Equifax dit aussi avoir cessé d’utiliser un témoin (cookie) qui transmettait des informations à Facebook à partir de la section réservée aux membres. « Le but de ce cookie était d’identifier les visiteurs du site internet inscrits à nos services pour éviter de leur présenter des publicités. »

Desjardins satisfaite

Desjardins se dit satisfaite de la vérification menée par Equifax. « Ils nous assurent que ces données ne sont pas vendues à des tiers », a fait savoir la porte-parole Chantal Corbeil. 

« On les croit sur parole, c’est notre partenaire », a-t-elle ajouté. 

Pour le spécialiste en cybermétrie Stéphane Hamel, Equifax joue cependant sur les mots. « Ils admettent récolter les données, mais disent ne pas les vendre.
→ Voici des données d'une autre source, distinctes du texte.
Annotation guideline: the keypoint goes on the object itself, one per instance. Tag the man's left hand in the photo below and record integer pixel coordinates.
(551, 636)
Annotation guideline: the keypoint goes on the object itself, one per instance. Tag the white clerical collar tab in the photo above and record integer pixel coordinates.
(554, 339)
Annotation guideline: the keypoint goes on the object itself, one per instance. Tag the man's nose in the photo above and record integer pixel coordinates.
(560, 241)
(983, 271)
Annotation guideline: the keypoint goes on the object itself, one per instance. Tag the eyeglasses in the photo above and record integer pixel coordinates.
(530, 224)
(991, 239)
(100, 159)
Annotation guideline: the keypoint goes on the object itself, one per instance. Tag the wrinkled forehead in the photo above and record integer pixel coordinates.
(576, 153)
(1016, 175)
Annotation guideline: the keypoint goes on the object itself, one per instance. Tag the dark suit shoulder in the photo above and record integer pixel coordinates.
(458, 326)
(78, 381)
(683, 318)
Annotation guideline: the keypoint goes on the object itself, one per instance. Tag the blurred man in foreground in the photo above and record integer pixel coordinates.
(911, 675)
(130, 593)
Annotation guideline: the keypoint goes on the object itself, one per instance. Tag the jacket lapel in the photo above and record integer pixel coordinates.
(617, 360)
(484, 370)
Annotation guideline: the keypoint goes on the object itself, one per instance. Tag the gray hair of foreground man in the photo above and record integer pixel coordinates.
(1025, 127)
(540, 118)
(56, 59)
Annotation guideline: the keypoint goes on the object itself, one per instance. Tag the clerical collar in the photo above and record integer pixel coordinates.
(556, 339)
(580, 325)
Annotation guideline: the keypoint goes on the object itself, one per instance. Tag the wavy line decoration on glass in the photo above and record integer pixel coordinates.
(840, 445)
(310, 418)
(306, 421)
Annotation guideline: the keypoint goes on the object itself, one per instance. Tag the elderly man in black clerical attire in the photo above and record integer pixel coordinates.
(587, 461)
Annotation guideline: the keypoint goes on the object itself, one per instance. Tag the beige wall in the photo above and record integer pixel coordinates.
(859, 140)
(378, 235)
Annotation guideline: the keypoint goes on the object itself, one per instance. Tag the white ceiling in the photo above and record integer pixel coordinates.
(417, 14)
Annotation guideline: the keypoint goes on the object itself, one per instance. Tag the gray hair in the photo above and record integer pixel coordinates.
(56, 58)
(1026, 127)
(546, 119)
Dans les faits, en transmettant ces données à des tiers comme Facebook, ils contribuent à enrichir leurs bases de données, et les données servent ensuite à rendre des campagnes de marketing plus efficaces », dit-il. 

M. Hamel maintient que ce genre de logiciel pisteur n’a pas sa place dans la section protégée d’un site contenant des informations financières aussi personnelles que celles affichées par Equifax. 

Ils ne font aucune différence entre la partie publique et la partie privée du site. Il ne devrait tout simplement pas y avoir autant de trackers et de balises de suivi à cet endroit du site.

Stéphane Hamel, spécialiste en cybermétrie

Le fait qu’Equifax ait par ailleurs retiré certains logiciels pisteurs de son site à la suite de la publication de son rapport et de la couverture médiatique qui s’en est suivie témoigne « qu’ils n’ont même pas de bonne gouvernance en place » pour déceler eux-mêmes les problèmes potentiels des technologies utilisées. 

Jean Loup Le Roux, spécialiste en sécurité informatique, estime quant à lui que les déclarations d’Equifax « contredisent les évidences techniques ». « Quand on regarde le code informatique qui s’exécute sur le site, on constate qu’ils ont techniquement la capacité de transmettre à des tiers l’information qui se trouve sur le site. Est-ce qu’ils le font ? Peut-être pas, mais doit-on croire Equifax sur parole ? Compte tenu de l’historique de protection de la vie privée de cette entreprise, je pense que non », dit M. Le Roux.

« C’est une question de niveau d’assurance. Si on veut assurer aux gens que le site ne récolte et ne vend pas de telles données, on ne met tout simplement pas ce genre de tracker dès la conception du site », dit-il.